Para esta publicação, preparamos uma breve averiguação acerca dos mecanismos regionais e territoriais que envolvem a propagação e difusão da tradição cultural do povo goiano. Sem querer abusar da cientificidade, que neste texto é presente, refletimos como a cultura do povo goiano está intimamente ligada ao seu território especifico, bem como sua formação histórica.
Deste modo, os elementos definidores da formação histórica do território goiano, apresenta especificidades e nuances características da identidade e construção da cultura, ligada intrinsicamente com a ocupação dos espaços por diferentes sujeitos e saberes; que logo pressupõe costumes e hábitos, conhecimento e tradição, religião e mito.
Dênis Castilho (2008), assinala que não se pode compreender a “emancipação” da cultura e seus elementos definidores, se não houver uma leitura atenta aos métodos e formas de como se configura a ocupação de espaços, que logo se transforma em territórios.
Em livro intitulado Um Sertão Chamado Brasil (2014), Nísia Trindade Lima elabora com propriedade e vasta documentação, análise sobre as versões que se fizeram presentes – especialmente a partir de meados do século XIX – sobre “sertão”, como espaço do atraso, do arcaico; do indivíduo ignorante e rústico. Entretanto, o objetivo da autora não é reproduzir tais versões. Ao contrário, expõe com brilhantismo sua intenção de realizar uma leitura sobre o que fora produzido sobre a ideia de Sertão na ótica de cientistas, artistas, poetas e sanitaristas, principalmente no que toca ao período da Primeira República (1889).
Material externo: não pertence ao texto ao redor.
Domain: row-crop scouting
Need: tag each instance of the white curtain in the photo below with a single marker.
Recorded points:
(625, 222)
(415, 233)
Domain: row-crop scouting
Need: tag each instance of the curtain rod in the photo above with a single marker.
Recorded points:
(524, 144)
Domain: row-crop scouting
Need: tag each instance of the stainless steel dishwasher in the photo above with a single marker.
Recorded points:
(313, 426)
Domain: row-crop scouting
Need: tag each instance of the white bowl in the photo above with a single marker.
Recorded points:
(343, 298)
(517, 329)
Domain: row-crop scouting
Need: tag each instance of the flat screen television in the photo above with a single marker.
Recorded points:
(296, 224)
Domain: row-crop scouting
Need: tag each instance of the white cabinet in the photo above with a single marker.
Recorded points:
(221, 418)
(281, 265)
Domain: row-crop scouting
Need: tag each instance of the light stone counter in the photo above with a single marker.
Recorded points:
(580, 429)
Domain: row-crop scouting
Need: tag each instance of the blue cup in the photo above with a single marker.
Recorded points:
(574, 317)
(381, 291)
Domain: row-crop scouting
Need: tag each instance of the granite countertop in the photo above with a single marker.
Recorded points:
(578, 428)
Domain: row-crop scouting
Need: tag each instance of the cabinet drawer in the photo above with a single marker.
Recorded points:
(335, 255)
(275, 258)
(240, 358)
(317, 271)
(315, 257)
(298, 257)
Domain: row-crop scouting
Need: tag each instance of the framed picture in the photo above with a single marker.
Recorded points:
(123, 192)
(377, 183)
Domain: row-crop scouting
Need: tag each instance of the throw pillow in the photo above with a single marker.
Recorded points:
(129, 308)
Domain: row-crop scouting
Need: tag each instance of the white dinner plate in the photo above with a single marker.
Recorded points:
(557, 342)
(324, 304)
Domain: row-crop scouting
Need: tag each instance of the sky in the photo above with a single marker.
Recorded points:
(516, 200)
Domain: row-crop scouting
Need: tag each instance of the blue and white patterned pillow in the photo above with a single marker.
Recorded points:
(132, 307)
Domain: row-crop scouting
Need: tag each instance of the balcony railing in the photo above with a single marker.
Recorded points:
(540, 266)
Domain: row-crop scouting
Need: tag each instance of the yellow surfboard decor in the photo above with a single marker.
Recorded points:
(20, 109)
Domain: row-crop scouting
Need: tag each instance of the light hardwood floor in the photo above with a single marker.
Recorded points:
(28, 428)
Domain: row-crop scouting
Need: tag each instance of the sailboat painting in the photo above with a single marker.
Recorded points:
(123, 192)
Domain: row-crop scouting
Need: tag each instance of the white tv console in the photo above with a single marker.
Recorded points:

Um dos aspectos definidores de Sertão, discussão a pouco elencada, é a noção de fronteira. Muito além das perspectivas que comumente se tem sobre fronteira: algo que delimita certo espaço como marco divisor que revela onde começa e termina, fronteira sobre o olhar de Oliveira (2014) se apresenta de modo transitório e impossível de delimitar. De acordo com a autora, fronteira deve ser pensada não apenas na questão geográfica ou espacial, mas em conjunto com os valores simbólicos, culturais e tradicionais de cada sujeito ao longo do processo histórico.
Assim sendo, a noção de fronteira ultrapassa o determinismo geográfico. Ela se constitui, ainda segundo Oliveira (2014), de uma transposição e fluxos de indivíduos num espaço indeterminado. Os sujeitos se interagem, se comunicam, dialogam. Ao acontecer este processo, ocorre a troca e assimilação de valores culturais, de experiência e saberes diversos.
Em discussão categórica, Valtuir Moreira da Silva (2008) identifica fatores essenciais para a compreensão concreta de espaço e território. Além de corroborar com as discussões de Sertão e fronteira, que foram levantadas, o autor esclarece que o espaço é um elemento, tanto concreto quanto abstrato, pois define aspectos geográficos, biológicos, geológicos, ambientais, mas também apresenta sentido e formas culturais, tradicionais, religiosas e etc.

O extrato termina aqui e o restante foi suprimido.